Here is an example configuration that limits list views to 1 request per second, allowing up to 2 additional requests in a short burst before rejecting further ones. It also limits POST requests to authentication paths to 10 per minute, allowing bursts of up to 5 requests at a time. And a generous fallback for other URL paths. All excess requests beyond these limits will be rejected. Each zone has 10 MB of storage for metadata such as IP addresses, timestamps, and the current state of the funnel.

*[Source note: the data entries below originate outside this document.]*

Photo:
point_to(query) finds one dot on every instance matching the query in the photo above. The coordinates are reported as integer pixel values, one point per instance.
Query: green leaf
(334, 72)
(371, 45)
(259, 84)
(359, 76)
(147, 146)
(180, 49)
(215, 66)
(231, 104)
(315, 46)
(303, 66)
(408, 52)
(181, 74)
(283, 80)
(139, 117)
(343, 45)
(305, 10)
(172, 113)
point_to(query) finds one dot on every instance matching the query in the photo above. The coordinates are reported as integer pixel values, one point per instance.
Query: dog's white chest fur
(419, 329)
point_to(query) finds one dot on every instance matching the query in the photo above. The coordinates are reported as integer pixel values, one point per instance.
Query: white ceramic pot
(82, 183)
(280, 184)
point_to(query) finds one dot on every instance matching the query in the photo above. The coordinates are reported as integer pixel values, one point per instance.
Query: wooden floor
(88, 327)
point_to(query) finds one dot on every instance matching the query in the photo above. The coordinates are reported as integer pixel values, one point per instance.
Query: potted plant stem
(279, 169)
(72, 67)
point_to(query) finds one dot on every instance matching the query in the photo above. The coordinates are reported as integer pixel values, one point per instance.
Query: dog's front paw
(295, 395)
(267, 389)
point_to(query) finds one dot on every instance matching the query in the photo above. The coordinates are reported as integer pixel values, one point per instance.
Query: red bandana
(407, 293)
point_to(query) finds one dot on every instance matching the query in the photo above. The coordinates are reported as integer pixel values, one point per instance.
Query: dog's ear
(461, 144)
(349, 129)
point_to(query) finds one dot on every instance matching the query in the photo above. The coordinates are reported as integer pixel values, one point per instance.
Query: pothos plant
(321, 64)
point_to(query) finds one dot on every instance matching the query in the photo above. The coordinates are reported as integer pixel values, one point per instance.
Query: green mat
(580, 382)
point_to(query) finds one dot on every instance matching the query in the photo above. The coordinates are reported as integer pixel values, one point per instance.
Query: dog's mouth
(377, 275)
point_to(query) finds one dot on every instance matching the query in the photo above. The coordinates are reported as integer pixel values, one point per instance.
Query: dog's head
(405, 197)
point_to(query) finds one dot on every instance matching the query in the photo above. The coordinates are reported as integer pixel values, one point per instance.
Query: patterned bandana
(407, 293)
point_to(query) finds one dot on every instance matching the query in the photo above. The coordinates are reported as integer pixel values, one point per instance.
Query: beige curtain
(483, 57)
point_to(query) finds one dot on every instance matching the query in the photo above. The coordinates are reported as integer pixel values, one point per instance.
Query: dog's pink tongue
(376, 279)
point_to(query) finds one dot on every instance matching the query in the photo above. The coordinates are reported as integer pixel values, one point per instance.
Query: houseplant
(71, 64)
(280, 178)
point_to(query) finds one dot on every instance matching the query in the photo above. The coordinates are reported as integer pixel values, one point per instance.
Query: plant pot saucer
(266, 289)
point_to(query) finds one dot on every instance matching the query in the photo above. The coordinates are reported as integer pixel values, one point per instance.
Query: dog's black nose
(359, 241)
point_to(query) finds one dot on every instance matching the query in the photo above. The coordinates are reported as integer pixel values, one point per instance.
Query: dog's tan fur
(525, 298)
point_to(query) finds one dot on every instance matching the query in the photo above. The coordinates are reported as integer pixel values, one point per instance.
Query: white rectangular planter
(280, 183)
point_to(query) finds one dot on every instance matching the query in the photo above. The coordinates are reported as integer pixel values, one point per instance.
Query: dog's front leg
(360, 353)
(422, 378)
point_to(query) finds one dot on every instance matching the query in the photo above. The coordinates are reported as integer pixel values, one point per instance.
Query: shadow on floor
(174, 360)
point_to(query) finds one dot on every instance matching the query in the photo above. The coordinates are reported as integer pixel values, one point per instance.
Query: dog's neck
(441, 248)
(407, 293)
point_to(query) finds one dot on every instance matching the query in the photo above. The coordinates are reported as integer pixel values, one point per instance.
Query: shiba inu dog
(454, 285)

map $request_method $limit_key {
    POST $binary_remote_addr;
    default "";
}

limit_req_zone $binary_remote_addr zone=list_pages:10m rate=1r/s;
limit_req_zone $limit_key zone=auth_conditional:10m rate=10r/m;
limit_req_zone $binary_remote_addr zone=global_fallback:10m rate=20r/s;


server {
    listen 443 ssl;
    server_name www.pybazaar.com;
    charset utf-8;

    # ...

    location ~* "^/(|resources|profiles|opportunities|buzz)/?$" {
        limit_req zone=list_pages burst=2 nodelay;
        limit_req_status 429;

        proxy_pass http://127.0.0.1:8000;
        proxy_http_version 1.1;
        proxy_set_header Host $host;
        proxy_set_header X-Real-IP $remote_addr;
        proxy_set_header X-Forwarded-For $proxy_add_x_forwarded_for;
        proxy_set_header X-Forwarded-Proto $scheme;
        proxy_set_header Upgrade $http_upgrade;
        proxy_set_header Connection "upgrade";
        proxy_buffering off;
        proxy_redirect off;
        proxy_read_timeout 300s;
    }

    location ~* "^/(signup|login)/?$" {
        limit_req zone=auth_conditional burst=5 nodelay;
        limit_req_status 429;
        proxy_pass http://127.0.0.1:8000;
        proxy_http_version 1.1;
        proxy_set_header Host $host;
        proxy_set_header X-Real-IP $remote_addr;
        proxy_set_header X-Forwarded-For $proxy_add_x_forwarded_for;
        proxy_set_header X-Forwarded-Proto $scheme;
        proxy_set_header Upgrade $http_upgrade;
        proxy_set_header Connection "upgrade";
        proxy_buffering off;
        proxy_redirect off;
        proxy_read_timeout 300s;
    }

    location / {
        limit_req zone=global_fallback burst=40 nodelay;
        limit_req_status 429;
        proxy_pass http://127.0.0.1:8000;
        proxy_http_version 1.1;
        proxy_set_header Host $host;
        proxy_set_header X-Real-IP $remote_addr;
        proxy_set_header X-Forwarded-For $proxy_add_x_forwarded_for;
        proxy_set_header X-Forwarded-Proto $scheme;
        proxy_set_header Upgrade $http_upgrade;
        proxy_set_header Connection "upgrade";
        proxy_buffering off;
        proxy_redirect off;
        proxy_read_timeout 300s;
    }

    # ...
}

Checking if it worked

Once you have this set up, you can test the rate limiting using the following bash script:

#!/usr/bin/env bash

for i in {1..20}; do
  {
    status=$(curl -w "%{http_code}" -o /dev/null -s \
      https://www.pybazaar.com/opportunities/)
    echo "Request $i: $status"
  } &
done
wait

This script will output the HTTP status codes for 20 requests sent simultaneously, for example:

Request 7: 429
Request 4: 429
Request 8: 429
Request 3: 429
Request 19: 429
Request 15: 429
Request 9: 429
Request 13: 429
Request 6: 429
Request 20: 429
Request 18: 429
Request 10: 429
Request 17: 429
Request 11: 429
Request 16: 429
Request 14: 429
Request 12: 429
Request 5: 200
Request 1: 200
Request 2: 200

Keep in mind that the order of the requests and which ones succeed or fail won’t be in a simple sequence because Internet traffic takes different paths on its way to and from the server.

Next steps

The next step could be setting up the fail2ban service to ban IP addresses that receive the 429 response code too frequently. Should I write an article about that?

Conclusion

Rate limiting with Nginx is an effective way to protect your Django website from traffic spikes caused by crawlers or malicious bots. By setting limits on requests per second or minute—using zones and bursts—you can control how many requests each IP can make to different parts of your site. This helps prevent server overload and keeps the website responsive for real users.